“One of my favorite stories,” Dallas continued, “ is about the dog races in Florida. They train these dogs to chase an electric rabbit, and one night the rabbit broke down and the dogs caught it. But they didn’t know what to do with it. They were just leaping around, yelping and biting one another, totally confused about what was happening. I think that’s a picture of what happens to all sorts of people who catch the rabbit in their life. Whether it’s wealth or fame or beauty or a bigger house, or whatever, the prize isn’t what they thought it would be. And when they finally get it, they don’t know what to do with their lives. This is a huge factor in finishing badly. People need a rabbit that will not break down. But that’s not something the superficial values of this world can really give them.”
“What are the characteristics of a rabbit that won’t break down?” I (Bob Buford) asked.
“First of all,” he said, “it has to be tied to something that transcends the individual life.”
——-Dr. Willard Dallas as interviewed by Bob Buford, for the book FINSHING WELL (Book 1)
That story above continued to linger in my mind as we concluded the Second BCBP Senior Service Team meeting last November 21, 2009 in Makati. Here we were, a group of past, accomplished Chapter Heads seeking significance in a new phase of leadership, the morning AFTER leadership. It is not that senior leaders are confused about life. In fact, continuing membership in the BCBP defines that one has indeed embraced Kingdom values and is claiming and living that heavenly citizenship even while alive. It’s more like the situation of “empty nesters”, couples who have successfully raised their kids and find only themselves facing each other in their home ‘nest’. It is a whole new phase that makes one retool and refocus, to soul search with all the experience and wisdom gained, to take it all a further step.

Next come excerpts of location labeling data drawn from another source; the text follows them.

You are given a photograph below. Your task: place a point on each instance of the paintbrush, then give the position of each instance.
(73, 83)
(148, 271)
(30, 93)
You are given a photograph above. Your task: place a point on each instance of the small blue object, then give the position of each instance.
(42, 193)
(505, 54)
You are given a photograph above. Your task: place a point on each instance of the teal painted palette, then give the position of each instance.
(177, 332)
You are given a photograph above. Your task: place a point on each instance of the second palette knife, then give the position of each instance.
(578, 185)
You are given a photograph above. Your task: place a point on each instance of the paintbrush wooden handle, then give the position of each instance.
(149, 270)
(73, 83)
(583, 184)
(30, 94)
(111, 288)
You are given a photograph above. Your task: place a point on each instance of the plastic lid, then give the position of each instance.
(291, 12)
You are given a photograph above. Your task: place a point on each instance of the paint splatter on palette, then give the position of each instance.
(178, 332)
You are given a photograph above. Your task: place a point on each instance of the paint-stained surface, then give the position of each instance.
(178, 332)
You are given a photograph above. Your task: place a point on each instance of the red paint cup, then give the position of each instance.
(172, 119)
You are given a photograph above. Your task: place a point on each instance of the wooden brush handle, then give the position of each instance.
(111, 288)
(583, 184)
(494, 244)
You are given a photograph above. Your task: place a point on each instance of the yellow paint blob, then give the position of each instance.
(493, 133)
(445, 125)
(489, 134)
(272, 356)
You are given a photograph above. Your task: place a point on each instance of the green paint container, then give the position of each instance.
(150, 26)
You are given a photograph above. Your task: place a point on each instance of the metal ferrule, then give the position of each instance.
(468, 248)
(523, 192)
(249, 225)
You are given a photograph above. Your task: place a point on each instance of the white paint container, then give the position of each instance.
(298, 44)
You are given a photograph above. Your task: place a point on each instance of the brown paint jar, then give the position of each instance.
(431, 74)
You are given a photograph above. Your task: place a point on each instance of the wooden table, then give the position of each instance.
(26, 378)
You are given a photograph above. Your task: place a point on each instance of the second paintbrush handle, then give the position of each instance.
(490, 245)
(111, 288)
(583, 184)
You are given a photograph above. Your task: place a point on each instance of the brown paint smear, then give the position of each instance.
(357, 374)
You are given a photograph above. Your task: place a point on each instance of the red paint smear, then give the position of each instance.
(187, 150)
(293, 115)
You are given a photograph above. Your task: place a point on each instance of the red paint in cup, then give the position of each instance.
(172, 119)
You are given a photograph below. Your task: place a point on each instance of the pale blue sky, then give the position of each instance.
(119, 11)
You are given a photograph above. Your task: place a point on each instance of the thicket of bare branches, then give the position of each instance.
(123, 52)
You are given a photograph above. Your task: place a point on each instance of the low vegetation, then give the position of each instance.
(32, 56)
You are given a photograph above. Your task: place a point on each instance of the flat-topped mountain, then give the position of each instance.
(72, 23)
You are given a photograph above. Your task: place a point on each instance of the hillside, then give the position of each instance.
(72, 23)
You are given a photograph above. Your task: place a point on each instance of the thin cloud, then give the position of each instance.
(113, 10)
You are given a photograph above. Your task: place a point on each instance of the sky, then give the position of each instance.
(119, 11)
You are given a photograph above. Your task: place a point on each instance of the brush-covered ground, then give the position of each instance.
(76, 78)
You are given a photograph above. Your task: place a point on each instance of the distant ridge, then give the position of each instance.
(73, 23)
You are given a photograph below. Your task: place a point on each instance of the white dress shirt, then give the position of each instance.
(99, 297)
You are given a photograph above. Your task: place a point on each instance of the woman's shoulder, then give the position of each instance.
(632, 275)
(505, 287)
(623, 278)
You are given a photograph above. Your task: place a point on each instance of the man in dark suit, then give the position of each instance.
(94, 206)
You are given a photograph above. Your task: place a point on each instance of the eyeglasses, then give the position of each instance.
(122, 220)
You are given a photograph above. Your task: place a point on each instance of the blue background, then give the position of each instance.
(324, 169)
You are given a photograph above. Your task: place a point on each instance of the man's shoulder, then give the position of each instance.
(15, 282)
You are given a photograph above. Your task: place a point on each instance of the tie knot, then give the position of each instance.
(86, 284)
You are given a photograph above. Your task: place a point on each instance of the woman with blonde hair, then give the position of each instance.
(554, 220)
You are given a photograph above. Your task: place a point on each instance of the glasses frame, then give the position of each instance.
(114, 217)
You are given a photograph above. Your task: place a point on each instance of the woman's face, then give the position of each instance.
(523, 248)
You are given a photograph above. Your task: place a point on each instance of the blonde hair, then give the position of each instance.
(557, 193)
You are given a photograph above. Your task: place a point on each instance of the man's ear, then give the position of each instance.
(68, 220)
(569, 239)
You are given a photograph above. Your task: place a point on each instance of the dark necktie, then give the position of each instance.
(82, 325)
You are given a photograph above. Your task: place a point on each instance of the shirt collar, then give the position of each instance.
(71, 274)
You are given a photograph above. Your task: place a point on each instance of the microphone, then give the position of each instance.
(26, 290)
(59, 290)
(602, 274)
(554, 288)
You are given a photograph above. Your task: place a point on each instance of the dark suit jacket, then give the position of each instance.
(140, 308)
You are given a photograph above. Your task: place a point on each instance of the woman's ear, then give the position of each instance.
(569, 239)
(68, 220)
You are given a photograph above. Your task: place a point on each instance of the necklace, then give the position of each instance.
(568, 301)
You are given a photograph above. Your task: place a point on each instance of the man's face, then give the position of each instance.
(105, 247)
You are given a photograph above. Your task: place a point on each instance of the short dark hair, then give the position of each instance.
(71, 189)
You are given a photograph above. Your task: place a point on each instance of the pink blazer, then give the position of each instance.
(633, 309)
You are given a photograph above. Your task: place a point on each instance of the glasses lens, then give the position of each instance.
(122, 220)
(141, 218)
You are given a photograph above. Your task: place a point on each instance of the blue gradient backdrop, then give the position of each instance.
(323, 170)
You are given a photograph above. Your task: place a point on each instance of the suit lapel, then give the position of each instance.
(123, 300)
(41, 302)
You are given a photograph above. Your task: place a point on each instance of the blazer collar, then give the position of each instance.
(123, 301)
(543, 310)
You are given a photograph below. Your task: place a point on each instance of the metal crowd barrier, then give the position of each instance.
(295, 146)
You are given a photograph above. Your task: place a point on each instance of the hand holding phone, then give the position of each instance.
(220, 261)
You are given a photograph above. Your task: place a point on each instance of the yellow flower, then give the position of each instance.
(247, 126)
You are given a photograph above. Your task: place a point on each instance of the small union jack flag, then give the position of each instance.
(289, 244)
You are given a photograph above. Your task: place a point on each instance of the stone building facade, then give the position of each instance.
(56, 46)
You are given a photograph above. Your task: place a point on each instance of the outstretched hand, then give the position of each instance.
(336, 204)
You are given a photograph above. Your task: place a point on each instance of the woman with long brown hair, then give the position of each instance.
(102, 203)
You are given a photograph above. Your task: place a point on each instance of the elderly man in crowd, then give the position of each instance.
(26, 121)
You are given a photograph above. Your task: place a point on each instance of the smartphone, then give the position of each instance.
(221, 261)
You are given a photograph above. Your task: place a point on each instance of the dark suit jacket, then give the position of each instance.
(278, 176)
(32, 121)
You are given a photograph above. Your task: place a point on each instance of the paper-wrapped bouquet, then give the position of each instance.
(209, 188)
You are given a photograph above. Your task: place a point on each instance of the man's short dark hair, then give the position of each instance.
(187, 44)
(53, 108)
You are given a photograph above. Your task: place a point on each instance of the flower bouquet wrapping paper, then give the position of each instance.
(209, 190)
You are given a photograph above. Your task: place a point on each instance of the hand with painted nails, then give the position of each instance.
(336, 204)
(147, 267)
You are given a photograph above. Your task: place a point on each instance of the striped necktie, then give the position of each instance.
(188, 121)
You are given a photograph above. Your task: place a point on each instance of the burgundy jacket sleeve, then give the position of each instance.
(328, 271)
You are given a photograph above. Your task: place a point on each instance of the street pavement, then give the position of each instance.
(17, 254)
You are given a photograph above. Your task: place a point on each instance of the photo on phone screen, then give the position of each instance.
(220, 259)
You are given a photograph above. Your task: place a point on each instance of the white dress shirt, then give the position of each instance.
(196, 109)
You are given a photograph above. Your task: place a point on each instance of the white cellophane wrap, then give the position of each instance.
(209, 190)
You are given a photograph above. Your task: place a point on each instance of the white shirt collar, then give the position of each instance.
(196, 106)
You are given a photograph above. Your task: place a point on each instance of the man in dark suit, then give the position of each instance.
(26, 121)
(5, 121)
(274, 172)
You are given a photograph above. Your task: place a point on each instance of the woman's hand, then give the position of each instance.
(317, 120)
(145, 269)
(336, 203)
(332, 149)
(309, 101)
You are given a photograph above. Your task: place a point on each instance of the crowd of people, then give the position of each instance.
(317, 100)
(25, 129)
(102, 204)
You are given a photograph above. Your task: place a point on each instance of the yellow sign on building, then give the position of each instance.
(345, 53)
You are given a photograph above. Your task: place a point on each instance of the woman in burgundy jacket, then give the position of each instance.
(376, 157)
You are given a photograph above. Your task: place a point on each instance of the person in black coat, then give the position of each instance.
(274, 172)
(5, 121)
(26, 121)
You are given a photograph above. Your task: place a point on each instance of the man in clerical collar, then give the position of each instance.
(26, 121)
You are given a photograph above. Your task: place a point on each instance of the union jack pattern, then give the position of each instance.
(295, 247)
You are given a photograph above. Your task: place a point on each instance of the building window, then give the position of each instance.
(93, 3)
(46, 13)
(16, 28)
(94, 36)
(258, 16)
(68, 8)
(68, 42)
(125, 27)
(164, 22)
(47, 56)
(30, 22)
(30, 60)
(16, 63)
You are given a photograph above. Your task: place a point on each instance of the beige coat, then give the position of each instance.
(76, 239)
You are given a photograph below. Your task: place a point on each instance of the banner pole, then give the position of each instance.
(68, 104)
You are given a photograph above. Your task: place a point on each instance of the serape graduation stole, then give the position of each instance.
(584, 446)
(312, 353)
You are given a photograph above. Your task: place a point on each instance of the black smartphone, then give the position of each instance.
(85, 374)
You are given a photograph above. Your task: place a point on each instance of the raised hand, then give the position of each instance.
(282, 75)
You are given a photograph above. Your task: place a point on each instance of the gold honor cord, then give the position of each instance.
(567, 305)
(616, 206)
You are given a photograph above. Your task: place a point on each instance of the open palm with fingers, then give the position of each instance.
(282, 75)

It is not that this is new territory. My own chapter headship ended in 1997, a mere 12 years ago. After that I moved on to be Managing Editor of Kapatiran for 3 years. And even since then I have been finding a lot of significance in being a servant at large, finding bits and oodles of service here and there. The issue here is that there is now a growing number of former leaders who can probably make a huge impact for Jesus and the BCBP by harnessing all that talent and experience put together.
The question foremost in our minds is “what more can we do? My thoughts go back to Brother Mike Joseph, a prominent Catholic lay preacher and Christian community builder, who said in a planning session we had invited him to last year, that for a community to prosper ‘you must feed the lambs.’ He continued, ‘If you feed the lambs, they will come and grow in numbers.”
He recounted the experience of one Catholic community that was growing from the efforts of one famous lay Catholic preacher who was having worship and preaching every Sunday. After the community had doubled in number, the leadership discerned in its prayers to train more preachers. After designing a training program for preaching, it was ready to take on more challenges. The community has since grown 400 percent and has purchased a P2.0 million worth sound system for its 4 weekly preaching and worship sessions jampacked with auditorium sized crowds.
Brothers and sisters, there is an urgent hunger out there. Sometimes we feel that the whole city or country is already reevangelized and that there is no one to invite to Jesus. I believe we need to repeat and repeat this statement until we have internalized the desire to go and win souls for Christ: If we feed the lambs, they will come. Attendance and commitment, time, talent and treasure will surely be there once the desire is in our heart.
In Matthew 28, we have received our marching orders to spread our faith, to give to as many as possible a living experience of Jesus’ great love for all humanity. We certainly have a lot to account to the Lord for the experience and talent that is within our reach. Isn’t it worth at least our “best efforts” to try?